Staatlicher Unterricht nach Zweifeln an DITIB
Im April 2020 erklärte das Hessische Kultusministerium, die Vollziehung des Bescheids von 2012 zum Ende des laufenden Schuljahres 2019/2020 auszusetzen. Es bestünden Zweifel an der grundsätzlichen Eignung des Beschwerdeführers als Kooperationspartner für den bekenntnisgebundenen islamischen Religionsunterricht. Fraglich sei insbesondere, ob die für eine Kooperation notwendige Unabhängigkeit vom türkischen Staat vorhanden sei. Das Ministerium erklärte, dass bereits seit dem Schuljahr 2019/2020 ein Schulversuch eines rein staatlichen, bekenntnisfreien Islamunterrichts ohne Kooperation mit einer Religionsgemeinschaft laufe. Dieser solle ab dem Schuljahr 2020/2021 auch auf die Schulstandorte überführt werden, an denen der Beschwerdeführer bisher bekenntnisgebundenen Religionsunterricht anbiete.

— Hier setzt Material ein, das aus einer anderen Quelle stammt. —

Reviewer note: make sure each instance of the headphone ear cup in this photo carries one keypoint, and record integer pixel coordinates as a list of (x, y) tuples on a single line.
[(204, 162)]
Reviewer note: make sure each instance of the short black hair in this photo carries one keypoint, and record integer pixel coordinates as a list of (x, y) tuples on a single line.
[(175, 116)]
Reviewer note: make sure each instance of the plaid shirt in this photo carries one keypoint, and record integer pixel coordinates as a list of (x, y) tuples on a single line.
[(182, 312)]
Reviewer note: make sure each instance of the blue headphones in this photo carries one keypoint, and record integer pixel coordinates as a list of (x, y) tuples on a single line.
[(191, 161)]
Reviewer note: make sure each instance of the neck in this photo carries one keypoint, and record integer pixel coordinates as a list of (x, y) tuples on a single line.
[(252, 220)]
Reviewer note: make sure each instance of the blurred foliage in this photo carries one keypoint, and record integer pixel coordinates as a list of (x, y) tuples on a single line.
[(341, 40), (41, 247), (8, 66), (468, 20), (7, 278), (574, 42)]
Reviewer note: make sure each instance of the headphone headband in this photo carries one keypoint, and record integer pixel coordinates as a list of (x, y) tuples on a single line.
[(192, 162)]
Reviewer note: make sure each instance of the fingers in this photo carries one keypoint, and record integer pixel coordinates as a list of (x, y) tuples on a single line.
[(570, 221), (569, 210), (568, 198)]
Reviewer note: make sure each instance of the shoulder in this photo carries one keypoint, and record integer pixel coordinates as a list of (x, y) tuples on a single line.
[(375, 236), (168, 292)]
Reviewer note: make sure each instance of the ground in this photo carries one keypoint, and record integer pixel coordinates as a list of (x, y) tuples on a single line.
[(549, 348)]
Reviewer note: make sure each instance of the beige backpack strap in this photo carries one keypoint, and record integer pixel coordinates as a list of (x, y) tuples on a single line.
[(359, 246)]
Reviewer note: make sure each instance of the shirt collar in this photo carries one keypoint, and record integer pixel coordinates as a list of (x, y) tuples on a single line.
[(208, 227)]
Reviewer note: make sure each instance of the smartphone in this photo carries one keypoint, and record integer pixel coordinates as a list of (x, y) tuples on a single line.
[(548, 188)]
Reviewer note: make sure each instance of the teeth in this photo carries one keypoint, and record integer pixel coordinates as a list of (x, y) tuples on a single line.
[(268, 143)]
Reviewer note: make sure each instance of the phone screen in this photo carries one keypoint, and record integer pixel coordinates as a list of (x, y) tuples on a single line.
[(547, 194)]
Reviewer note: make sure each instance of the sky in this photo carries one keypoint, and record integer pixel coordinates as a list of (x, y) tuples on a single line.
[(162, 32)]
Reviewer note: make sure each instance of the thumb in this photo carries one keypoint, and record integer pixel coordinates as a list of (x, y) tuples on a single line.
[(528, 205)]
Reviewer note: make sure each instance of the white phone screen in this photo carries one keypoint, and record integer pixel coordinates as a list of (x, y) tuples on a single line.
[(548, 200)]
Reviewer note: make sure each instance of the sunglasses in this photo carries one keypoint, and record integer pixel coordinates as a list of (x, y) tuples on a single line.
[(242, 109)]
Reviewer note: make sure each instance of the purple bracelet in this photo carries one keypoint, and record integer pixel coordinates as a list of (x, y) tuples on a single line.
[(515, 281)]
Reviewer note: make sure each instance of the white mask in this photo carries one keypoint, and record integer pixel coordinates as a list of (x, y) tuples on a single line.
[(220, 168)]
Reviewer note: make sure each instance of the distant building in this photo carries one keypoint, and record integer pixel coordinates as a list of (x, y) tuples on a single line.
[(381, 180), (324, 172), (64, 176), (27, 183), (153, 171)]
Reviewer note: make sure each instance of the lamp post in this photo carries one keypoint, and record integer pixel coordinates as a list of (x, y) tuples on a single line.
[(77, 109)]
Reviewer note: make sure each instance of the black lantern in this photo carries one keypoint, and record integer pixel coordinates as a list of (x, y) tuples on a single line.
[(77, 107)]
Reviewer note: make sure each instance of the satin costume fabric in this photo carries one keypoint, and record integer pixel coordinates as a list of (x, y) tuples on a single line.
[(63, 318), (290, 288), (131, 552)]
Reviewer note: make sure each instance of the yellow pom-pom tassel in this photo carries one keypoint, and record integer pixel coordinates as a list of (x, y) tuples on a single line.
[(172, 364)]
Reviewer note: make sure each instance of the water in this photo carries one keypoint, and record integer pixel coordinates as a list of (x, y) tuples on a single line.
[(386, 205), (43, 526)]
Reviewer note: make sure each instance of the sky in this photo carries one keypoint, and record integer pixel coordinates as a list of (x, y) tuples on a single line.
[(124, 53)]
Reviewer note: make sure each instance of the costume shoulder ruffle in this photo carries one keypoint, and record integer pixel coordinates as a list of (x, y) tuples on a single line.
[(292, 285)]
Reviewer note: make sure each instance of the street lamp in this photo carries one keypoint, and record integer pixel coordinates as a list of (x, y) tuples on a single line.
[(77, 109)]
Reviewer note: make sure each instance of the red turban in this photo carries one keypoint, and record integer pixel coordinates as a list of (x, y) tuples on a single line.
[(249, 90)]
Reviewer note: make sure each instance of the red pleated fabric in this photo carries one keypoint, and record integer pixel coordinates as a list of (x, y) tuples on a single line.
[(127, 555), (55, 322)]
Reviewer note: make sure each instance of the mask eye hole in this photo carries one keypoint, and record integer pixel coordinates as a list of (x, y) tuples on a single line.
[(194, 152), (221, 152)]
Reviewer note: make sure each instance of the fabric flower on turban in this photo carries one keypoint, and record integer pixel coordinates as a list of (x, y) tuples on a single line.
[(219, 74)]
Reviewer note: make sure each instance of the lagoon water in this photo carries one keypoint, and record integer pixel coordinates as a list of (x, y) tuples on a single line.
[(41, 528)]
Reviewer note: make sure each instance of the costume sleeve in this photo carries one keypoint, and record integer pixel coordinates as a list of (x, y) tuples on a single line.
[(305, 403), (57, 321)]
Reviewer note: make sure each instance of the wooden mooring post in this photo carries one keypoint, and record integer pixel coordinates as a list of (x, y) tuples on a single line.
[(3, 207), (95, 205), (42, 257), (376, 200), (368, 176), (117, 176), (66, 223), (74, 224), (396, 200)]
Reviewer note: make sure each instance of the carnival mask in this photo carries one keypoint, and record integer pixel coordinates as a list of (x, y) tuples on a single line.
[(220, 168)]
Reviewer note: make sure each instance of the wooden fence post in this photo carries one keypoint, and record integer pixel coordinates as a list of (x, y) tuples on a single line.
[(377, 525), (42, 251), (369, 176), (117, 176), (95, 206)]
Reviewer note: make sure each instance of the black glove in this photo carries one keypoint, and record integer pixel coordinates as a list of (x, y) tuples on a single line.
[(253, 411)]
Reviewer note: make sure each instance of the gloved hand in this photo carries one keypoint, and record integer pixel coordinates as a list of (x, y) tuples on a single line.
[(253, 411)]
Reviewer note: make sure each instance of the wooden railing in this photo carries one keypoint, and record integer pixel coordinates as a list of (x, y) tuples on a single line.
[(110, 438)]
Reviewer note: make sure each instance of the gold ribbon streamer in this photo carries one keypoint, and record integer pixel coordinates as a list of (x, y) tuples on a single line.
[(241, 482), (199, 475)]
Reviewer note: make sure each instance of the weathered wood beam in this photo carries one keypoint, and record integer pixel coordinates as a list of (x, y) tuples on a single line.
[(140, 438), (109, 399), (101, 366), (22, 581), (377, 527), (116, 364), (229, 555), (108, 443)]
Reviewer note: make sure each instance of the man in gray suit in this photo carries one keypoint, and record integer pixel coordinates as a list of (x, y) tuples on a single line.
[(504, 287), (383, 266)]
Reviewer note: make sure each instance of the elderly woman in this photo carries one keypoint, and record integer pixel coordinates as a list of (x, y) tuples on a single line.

Rechtsbehelfe vor den Verwaltungsgerichten erfolglos
Der Beschwerdeführer beantragte beim Verwaltungsgericht, das Land Hessen mit einstweiliger Anordnung "bis zu einer Entscheidung in der Hauptsache" (1.) zu verpflichten, wie bisher in Kooperation mit dem Beschwerdeführer islamischen Religionsunterricht zu erteilen und (2.) dem Land zu untersagen, anstelle des in Kooperation mit ihm erteilten bekenntnisorientierten islamischen Religionsunterrichts staatlichen Islamunterricht zu erteilen. Das Verwaltungsgericht lehnte die Anträge als unzulässig ab. Der Verwaltungsgerichtshof wies die dagegen erhobene Beschwerde zurück.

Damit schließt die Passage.